# Viewing Trending Videos Database

In this notebook we take a look at the database we created, which contains several metrics on trending videos of YouTube.

The database is automatically updated every day by inserting 50 new rows, the maximum number of videos supplied in the YouTube API trending videos list. We use Amazon Lambda with Amazon EventBridge Scheduler to invoke a python function every day. The Lambda function utilizes YouTube API to get the trending videos list, and retrieve several metrics of the videos in the list. The data is written in a PostgreSQL database in Amazon RDS.
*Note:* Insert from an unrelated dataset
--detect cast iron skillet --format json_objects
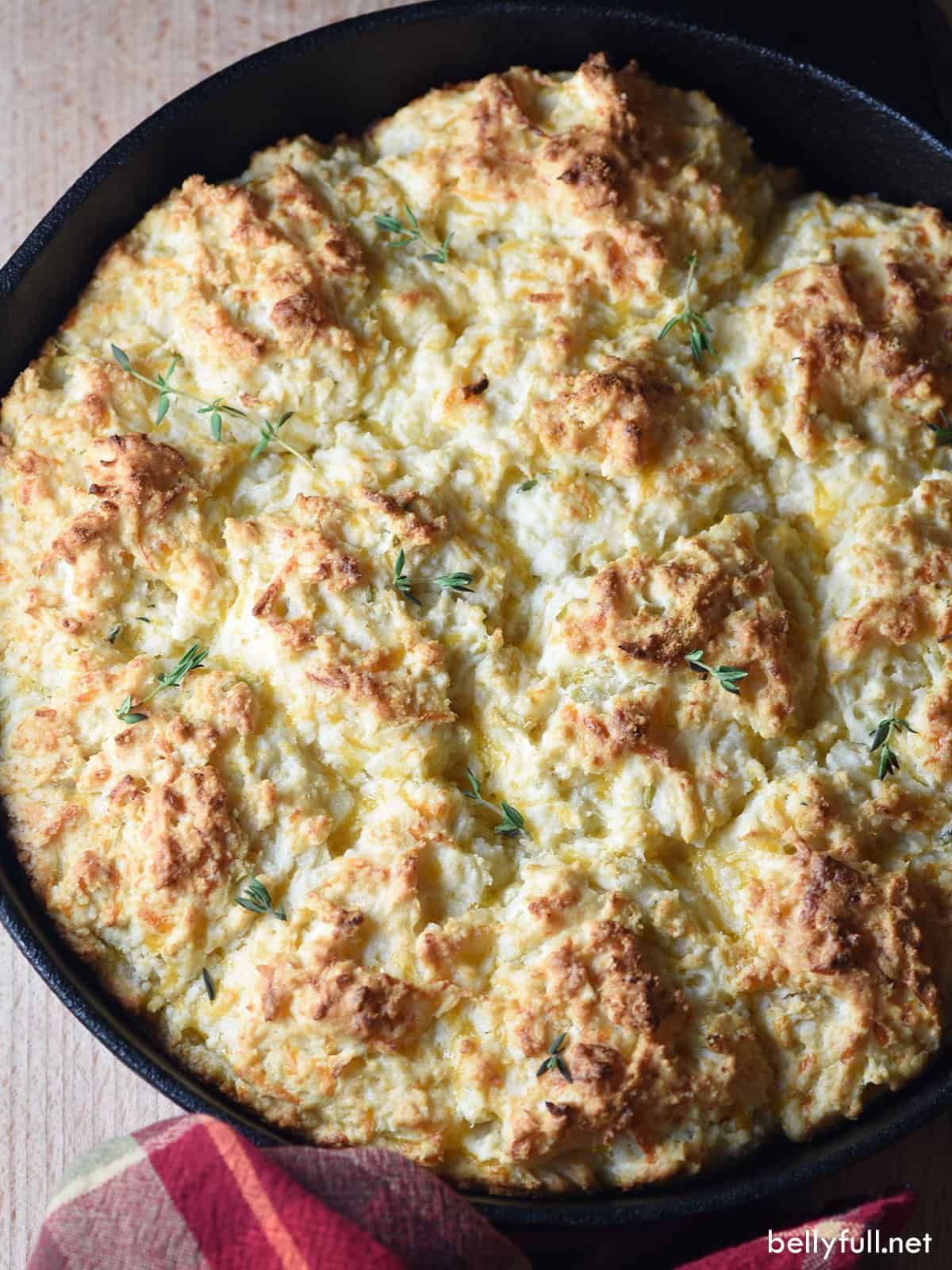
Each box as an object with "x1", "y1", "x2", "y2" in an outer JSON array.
[{"x1": 0, "y1": 2, "x2": 952, "y2": 1224}]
The python script utilized in the Lambda function to collect data is contained as a separate file in this folder.

The goal of this project is to eventually analyze trending videos after collecting data for a few months.

In [1]:
import pandas as pd
from sqlalchemy import create_engine
from configparser import ConfigParser

In [2]:
# Load configuration from file
config = ConfigParser()
config.read('config.ini')

# PostgreSQL database configuration
host = config.get('database', 'host')
user = config.get('database', 'user')
password = config.get('database', 'password')
database = config.get('database', 'database')
port = 5432

In [3]:
# Construct the database URL
db_url = f"postgresql://{user}:{password}@{host}:{port}/{database}"
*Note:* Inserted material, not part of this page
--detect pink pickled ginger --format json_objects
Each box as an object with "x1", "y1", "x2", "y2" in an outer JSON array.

# Create a SQLAlchemy engine
engine = create_engine(db_url)

query = "SELECT * FROM youtube_metrics"
df = pd.read_sql_query(query, engine)

df

Unnamed: 0,video_id,trending_date,publish_date,title,duration,views,likes,comments
0,Wjij-OX9RKI,2023-12-03,2023-12-02,Fortnite Battle Royale Chapter 5 Launch Trailer,0 days 00:01:30,4874502,230120,16151
1,F9U-yoJbgWs,2023-12-03,2023-12-02,The Boys – Season 4 Official Teaser Trailer | ...,0 days 00:01:50,5944265,314273,11029
2,0kQ8i2FpRDk,2023-12-03,2023-12-02,Fallout - Teaser Trailer | Prime Video,0 days 00:02:34,4738672,140347,12927
3,HQ8H5gqGA34,2023-12-03,2023-12-02,House of the Dragon Season 2 | Official Teaser...,0 days 00:01:26,3250473,130514,4834
4,okvG6H0UaIs,2023-12-03,2023-12-02,Top 10 GIFS of ALL TIME,0 days 00:26:24,2063101,83318,3086
...,...,...,...,...,...,...,...,...
195,gLYCjQpxzF4,2023-12-06,2023-12-03,Manchester City v. Tottenham Hotspur | PREMIER...,0 days 00:14:07,1308332,16940,1701
196,F9U-yoJbgWs,2023-12-06,2023-12-02,The Boys – Season 4 Official Teaser Trailer | ...,0 days 00:01:50,9068898,407665,13861
197,g_x0LVnITTg,2023-12-06,2023-12-04,Firefight: King of the Hill Trailer | Season 5...,0 days 00:01:12,186233,13165,2044
198,HQ8H5gqGA34,2023-12-06,2023-12-02,House of the Dragon Season 2 | Official Teaser...,0 days 00:01:26,6016204,182199,6837


In [4]:
query = """SELECT trending_date td, COUNT(*) entry_count
        FROM youtube_metrics
        GROUP BY td
        ORDER BY td
        """
pd.read_sql_query(query, engine)

Unnamed: 0,td,entry_count
0,2023-12-03,50
1,2023-12-04,50
2,2023-12-05,50
3,2023-12-06,50


This dataframe contains the current status of our database after four days of inserting new data.

Note that both `video_id` and `trending_date` are primary keys, so if a video appears in the trending videos list for more than a day, that is also recorded.